Alrededor de 50 mil mexicanos que viven con enfermedad renal crónica están en terapias de diálisis peritoneal en las instituciones de seguridad social, y en los próximos años la cifra se podría duplicar por la incorporación de pacientes a la cobertura de los servicios médicos de IMSS-Bienestar. El organismo empezó a brindar este servicio en octubre de 2025 a 3 mil 600 personas, afirmó Larry Velasco, gerente de Vantive, empresa fabricante de las máquinas, bolsas de diálisis y el resto de insumos para los tratamientos.
Con la creación del Servicio Universal de Salud y el compromiso del gobierno federal de brindar asistencia y medicamentos gratuitos a la población del país, se garantiza el derecho a la salud para las personas que carecen de acceso a la seguridad social, lo que incluye la atención de la enfermedad renal crónica, de muy alto costo y que en el pasado quedó fuera de la cobertura médica del Seguro Popular.
Conforme se realicen los diagnósticos clínicos, aumentará la demanda de las terapias de diálisis peritoneal y hemodiálisis en IMSS-Bienestar. Respecto de las primeras, Velasco informó que la empresa a su cargo entrega 36 mil tratamientos cada mes en los domicilios de los enfermos, dondequiera que se encuentren.
Vantive se creó el año pasado para adquirir la unidad de negocios del área renal de la transnacional Baxter. La infraestructura de producción y distribución, con más de 20 mil empleados a nivel global pasaron a la nueva compañía. Cuenta con 20 fábricas, de las cuales tres están en México, además de un macrocentro de distribución en Tultitlán, estado de México.
En entrevista durante una visita al complejo de distribución de Vantive, Larry Velasco resaltó que el país es el tercer mercado más grande de la empresa a nivel mundial, sólo después de Estados Unidos y China.
Se trata, dijo, de un desafío mayúsculo y creciente para el sistema nacional de salud, por lo que se debe impulsar la prevención de males asociados a la falla renal, principalmente diabetes e hipertensión arterial. Esto es fundamental porque de seguir en aumento la insuficiencia crónicas de este tipo, no habrá recurso económico que alcance para atender a los pacientes.
Advirtió que la edad de presentación del problema ha bajado. “Sabíamos que los afectados tenían más de 60 años de edad, pero ahora, 40 por ciento de los pacientes tienen 45 años”.
Además, con el aumento en la cobertura de las diálisis peritoneales automatizadas se ha identificado que hay personas de 20 años de edad con insuficiencia renal causada por patologías congénitas, como tener un riñón más pequeño. Al sufrir un mayor desgaste, en algún momento falla y se requiere la diálisis.
El ejecutivo explicó que en las terapias ha habido innovaciones como el sistema de monitoreo remoto de los enfermos, mediante mecanismos de localización GPS que están en los dispositivos.

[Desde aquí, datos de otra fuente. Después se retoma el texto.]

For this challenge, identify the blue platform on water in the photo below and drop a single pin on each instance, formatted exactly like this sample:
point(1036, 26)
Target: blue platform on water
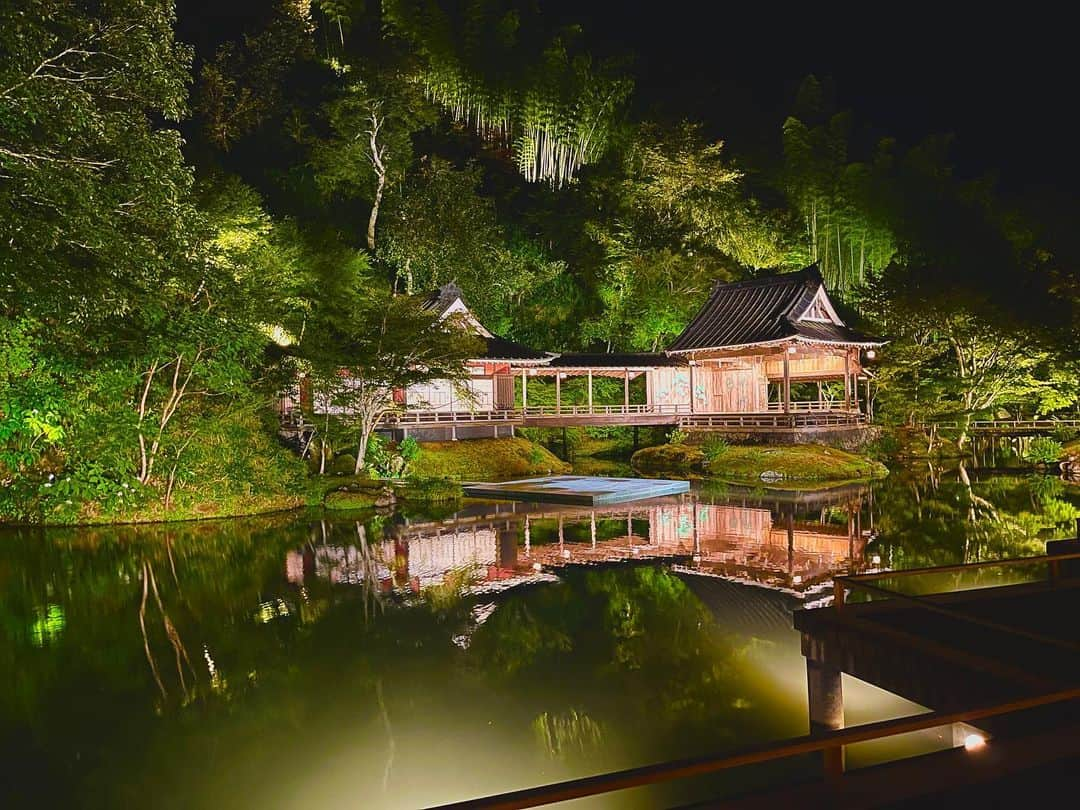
point(578, 489)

Se conectan a las unidades de salud y los médicos pueden revisar las condiciones de salud de los pacientes.
Cuando llegan a la consulta, se facilita el proceso de atención porque el especialista conoce de antemano el estado de cada persona.
Explicó que esto es posible porque desde hace una década aproximadamente, las instituciones de salud cambiaron el modelo de asitencia para que los enfermos pudieran tener los equipos de diálisis peritoneal automatizada en sus casas y ellos mismos, con ayuda de un familiar o cuidador entrenado en el hospital, puedan realizar el procedimiento.